4. You’re not in this by yourself.

God has promised never to leave you or forsake you. He has promised to give you the strength to deal with anything you come up against. He has promised you a way out of temptation. Trust that God is with you and will help you.

5. Rehearse your trust instead of your fear.

A lot of therapists will encourage you not to “repress” your fears but, rather, talk about them, write about them, examine them, etc. In other words, rehearse them (which only leads to more fear, because fear feeds off itself). But the Bible never says to do that. It says, “do not fear” and “trust in the Lord.” Period. No analysis required.

Those worries may start creeping in, but you don’t have to set the table and turn down the bed for them. Push them right out of your mind, slam the door behind them, and say (out loud is helpful), “No. I’m not going to worry. I’m going to trust the Lord.” You’ll still feel worried at first, but “fake it ’til you make it.” Your feelings will eventually follow.

6. Replace fearful thoughts with biblical thoughts.

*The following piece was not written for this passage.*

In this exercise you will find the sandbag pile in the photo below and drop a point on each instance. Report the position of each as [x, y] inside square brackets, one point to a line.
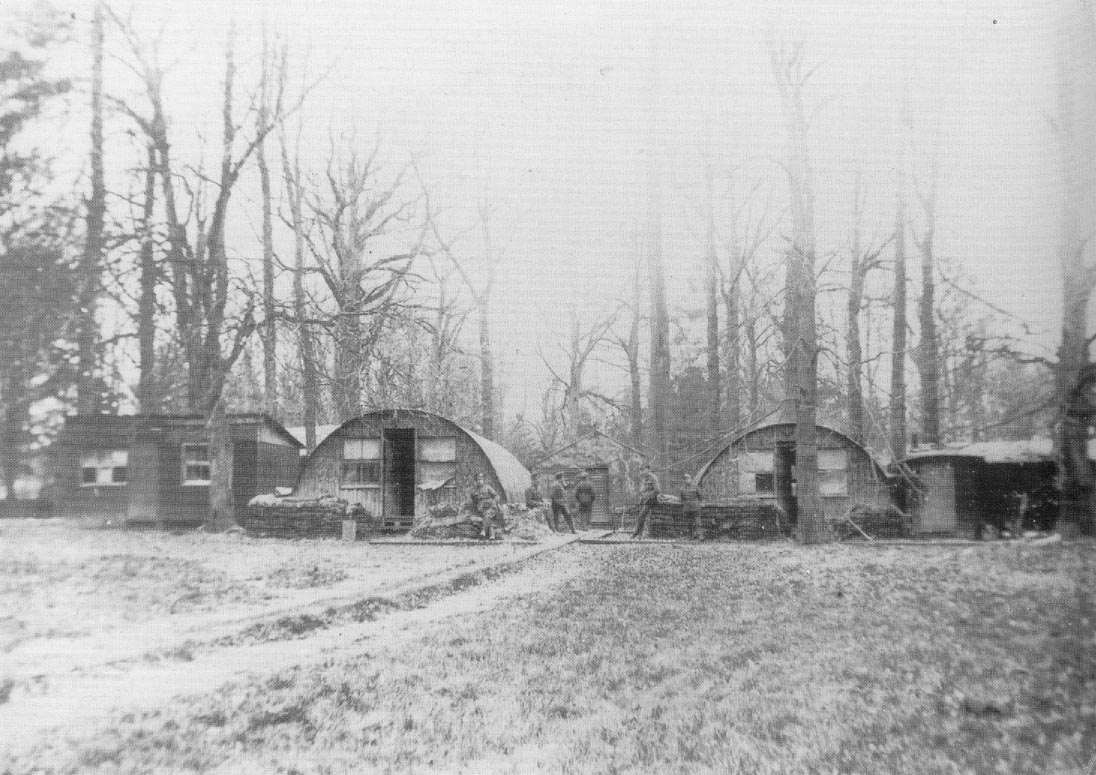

After you’ve pushed those fearful thoughts out of your mind, consciously redirect your focus to trusting the Lord. Spend a few minutes in prayer asking God to help you trust Him. Put on some biblical worship music that focuses on the goodness of God, and sing along. Be thankful- start listing all the ways God is good and has blessed you. Recite and meditate on Scripture about trusting God. Some of my favorites are:

When I am afraid, I put my trust in you. Psalm 56:3

For the righteous will never be moved; he will be remembered forever. He is not afraid of bad news; his heart is firm, trusting in the Lord. Psalm 112:6-7

for God gave us a spirit not of fear but of power and love and self-control. 2 Timothy 1:7

 7. Get your mind off it.

Watch a good movie. Have coffee with a friend. Better yet, serve someone who needs your help. Share the gospel with someone who’s lost. Get your mind off the worries and on to something better.

8. Get physical.

Go running or do some physical labor around the house or something like that. Either you’ll get some endorphins going and you’ll start feeling better or the shin splints and backache will completely erase any memory of whatever you were afraid of.

9. Repent and get a fresh start.

Sometimes (often, if you’re like me), you’re going to blow it. You’re going to give in to fear and let it control you instead of trusting God. You’re going to act on your fears and disobey God instead of trusting and obeying Him in spite of your fears. When that happens, don’t run away from the Lord. Run to Him. Repent and be forgiven. That’s what His mercy and grace are all about.

Worries are a normal part of life in a fallen world, but, in Christ, we are not to be enslaved by them. We have a Savior who is sovereign over all things. He clothes the grass with lilies. He feeds the wild birds. And He cares oh so much more for you. Trust in the Lord with all your heart, and fear not.

How do you deal with worry in a godly way?